Conspiracy theories come into play when a) the explanation weakens the perception of a people, leading to insecurity; b) explanation does not tell all, as in this case, either by fear of consequences, either because the information is missing, either because it overstated given the magnitude of an event. Conspiracy theories play the same role, in fact, that religion and the founding myths: because humans do not understand how the earth had been created, because he needed to affix a meaning and a story to facts that exceeded, he invented a story. Whenever the human fear, suffering, he invents a meaning that transcends fear and pain: karma, destiny, fate. "All of this actually help people to live, to endure the pain of loss, to grieve, to renew their energies for the next day, "Huston writes. That does not mean that Jesus was born of immaculate conception, nor Moses separated the waters.

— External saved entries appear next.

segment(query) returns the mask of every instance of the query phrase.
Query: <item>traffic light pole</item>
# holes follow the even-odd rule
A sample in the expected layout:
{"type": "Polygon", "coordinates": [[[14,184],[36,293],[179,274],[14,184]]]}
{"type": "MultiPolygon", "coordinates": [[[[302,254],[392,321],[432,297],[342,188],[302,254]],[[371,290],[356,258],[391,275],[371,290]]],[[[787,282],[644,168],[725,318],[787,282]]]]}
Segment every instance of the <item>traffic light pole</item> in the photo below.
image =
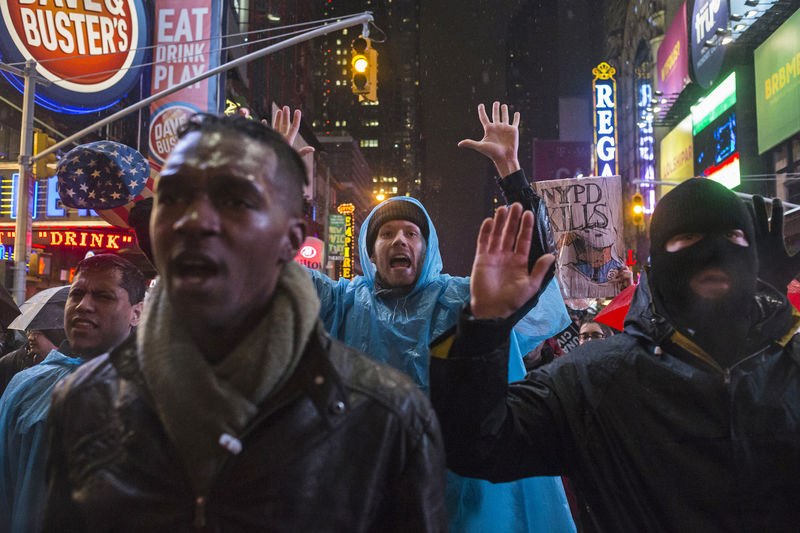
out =
{"type": "Polygon", "coordinates": [[[170,95],[170,94],[172,94],[174,92],[180,91],[181,89],[184,89],[184,88],[186,88],[186,87],[188,87],[190,85],[194,85],[198,81],[202,81],[202,80],[204,80],[206,78],[210,78],[211,76],[216,76],[217,74],[221,74],[223,72],[226,72],[226,71],[228,71],[228,70],[230,70],[232,68],[238,67],[239,65],[246,65],[247,63],[249,63],[250,61],[253,61],[254,59],[259,59],[261,57],[268,56],[269,54],[271,54],[273,52],[277,52],[279,50],[283,50],[284,48],[289,48],[290,46],[294,46],[296,44],[300,44],[300,43],[304,43],[306,41],[310,41],[311,39],[314,39],[315,37],[319,37],[321,35],[327,35],[328,33],[339,31],[339,30],[342,30],[344,28],[350,28],[352,26],[357,26],[359,24],[365,25],[365,24],[367,24],[369,22],[372,22],[372,21],[373,21],[372,13],[369,12],[369,11],[366,11],[366,12],[361,13],[359,15],[353,15],[353,16],[350,16],[350,17],[343,18],[343,19],[341,19],[341,20],[339,20],[337,22],[332,22],[330,24],[326,23],[321,28],[315,28],[313,30],[308,30],[305,33],[301,33],[299,35],[295,35],[294,37],[290,37],[289,39],[286,39],[285,41],[281,41],[279,43],[275,43],[273,45],[267,46],[266,48],[262,48],[261,50],[256,50],[255,52],[251,52],[249,54],[243,55],[242,57],[240,57],[238,59],[234,59],[233,61],[228,61],[227,63],[224,63],[224,64],[222,64],[222,65],[220,65],[220,66],[218,66],[216,68],[212,68],[212,69],[204,72],[203,74],[199,74],[199,75],[195,76],[192,79],[186,80],[186,81],[181,82],[181,83],[179,83],[177,85],[174,85],[174,86],[172,86],[172,87],[170,87],[168,89],[165,89],[165,90],[163,90],[163,91],[161,91],[159,93],[156,93],[156,94],[154,94],[154,95],[152,95],[152,96],[150,96],[148,98],[145,98],[144,100],[141,100],[141,101],[139,101],[139,102],[137,102],[137,103],[135,103],[133,105],[130,105],[130,106],[126,107],[125,109],[121,109],[121,110],[117,111],[116,113],[114,113],[113,115],[109,115],[106,118],[95,122],[91,126],[87,126],[86,128],[83,128],[78,133],[70,135],[66,139],[63,139],[62,141],[57,142],[56,144],[54,144],[53,146],[47,148],[46,150],[43,150],[42,152],[36,154],[33,157],[33,162],[38,161],[39,159],[41,159],[42,157],[44,157],[46,155],[49,155],[49,154],[52,154],[52,153],[56,152],[57,150],[59,150],[62,147],[66,147],[72,141],[76,141],[76,140],[80,139],[81,137],[83,137],[84,135],[87,135],[89,133],[92,133],[95,130],[98,130],[98,129],[102,128],[106,124],[110,124],[110,123],[112,123],[112,122],[114,122],[116,120],[121,119],[122,117],[124,117],[126,115],[129,115],[129,114],[133,113],[134,111],[138,111],[139,109],[141,109],[143,107],[149,106],[152,102],[155,102],[156,100],[159,100],[159,99],[161,99],[161,98],[163,98],[165,96],[168,96],[168,95],[170,95]]]}
{"type": "MultiPolygon", "coordinates": [[[[181,89],[184,89],[190,85],[194,85],[198,81],[202,81],[206,78],[210,78],[211,76],[215,76],[222,72],[226,72],[232,68],[235,68],[239,65],[244,65],[249,63],[254,59],[258,59],[264,56],[267,56],[273,52],[277,52],[279,50],[283,50],[284,48],[288,48],[290,46],[294,46],[295,44],[300,44],[305,41],[310,41],[315,37],[319,37],[320,35],[326,35],[328,33],[332,33],[344,28],[349,28],[351,26],[357,26],[359,24],[366,26],[368,23],[373,21],[372,13],[366,11],[364,13],[353,15],[351,17],[345,17],[340,19],[336,22],[332,22],[330,24],[326,23],[321,28],[316,28],[313,30],[309,30],[305,33],[300,35],[296,35],[285,41],[281,41],[279,43],[273,44],[271,46],[267,46],[266,48],[262,48],[261,50],[256,50],[255,52],[251,52],[246,54],[238,59],[233,61],[229,61],[223,65],[220,65],[216,68],[210,69],[203,74],[195,76],[190,80],[186,80],[182,83],[179,83],[173,87],[165,89],[159,93],[156,93],[149,98],[145,98],[131,106],[126,107],[120,111],[117,111],[113,115],[110,115],[102,120],[99,120],[88,126],[81,131],[70,135],[69,137],[61,140],[60,142],[46,148],[45,150],[39,152],[35,156],[32,155],[33,152],[33,105],[34,105],[34,94],[36,88],[36,81],[37,79],[41,82],[49,84],[43,78],[40,78],[39,75],[36,73],[36,62],[33,60],[28,60],[25,63],[24,70],[20,70],[18,68],[5,65],[0,63],[0,70],[5,70],[15,74],[23,78],[25,82],[25,89],[23,92],[23,104],[22,104],[22,128],[20,131],[20,149],[19,149],[19,180],[17,184],[17,204],[16,204],[16,226],[15,226],[15,234],[14,234],[14,290],[13,296],[17,301],[17,304],[22,304],[25,301],[25,285],[26,285],[26,275],[27,275],[27,264],[28,260],[30,259],[30,249],[31,249],[31,215],[32,215],[32,206],[31,206],[31,187],[33,186],[32,180],[32,169],[33,164],[40,160],[41,158],[53,154],[61,148],[66,148],[69,144],[73,141],[77,141],[84,135],[92,133],[95,130],[98,130],[105,126],[106,124],[110,124],[115,120],[121,119],[122,117],[133,113],[145,106],[150,105],[150,103],[163,98],[164,96],[170,95],[174,92],[177,92],[181,89]]],[[[327,221],[325,221],[327,225],[327,221]]]]}
{"type": "Polygon", "coordinates": [[[17,178],[17,223],[14,227],[14,299],[25,301],[27,265],[31,249],[31,191],[33,185],[33,95],[36,93],[36,62],[25,63],[25,91],[22,100],[22,128],[19,136],[19,177],[17,178]]]}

Religion, like conspiracy theories, is a narrative. This story, it behooves us to interpret, to consider it as a narrative and not as truth. And we returns, also, be wary when agitated propaganda and instead offer us an explanation, prompts us to cry in front of the facts it presents as "undeniable." The only thing that is undeniable when it comes to September 11, 2001, is that the World Trade Center no longer exist, and resulted in the deaths of thousands of people. Everything else can be reinterpreted.

I went to see Griffin out of curiosity, but also because I felt I had to. I explained before the conference, my "theory", my reading of conspiracy theories as foundational narrative, replacing god to understand the incomprehensible. I struggled throughout the conference not to scream, to deconstruct As Griffin's speech, adding other given what he said. I did not know, have only just discovered, that Griffin, a retired professor of theology, taught until 2005 in a very religious university, and in a department whose primary function is to train future priests. I do not know, but have nonetheless acknowledged in his speech. He speaks well, Griffin. He has a real talent as an orator, he is convincing. That does not mean that his world view, separate between true and false, good and evil, holds up.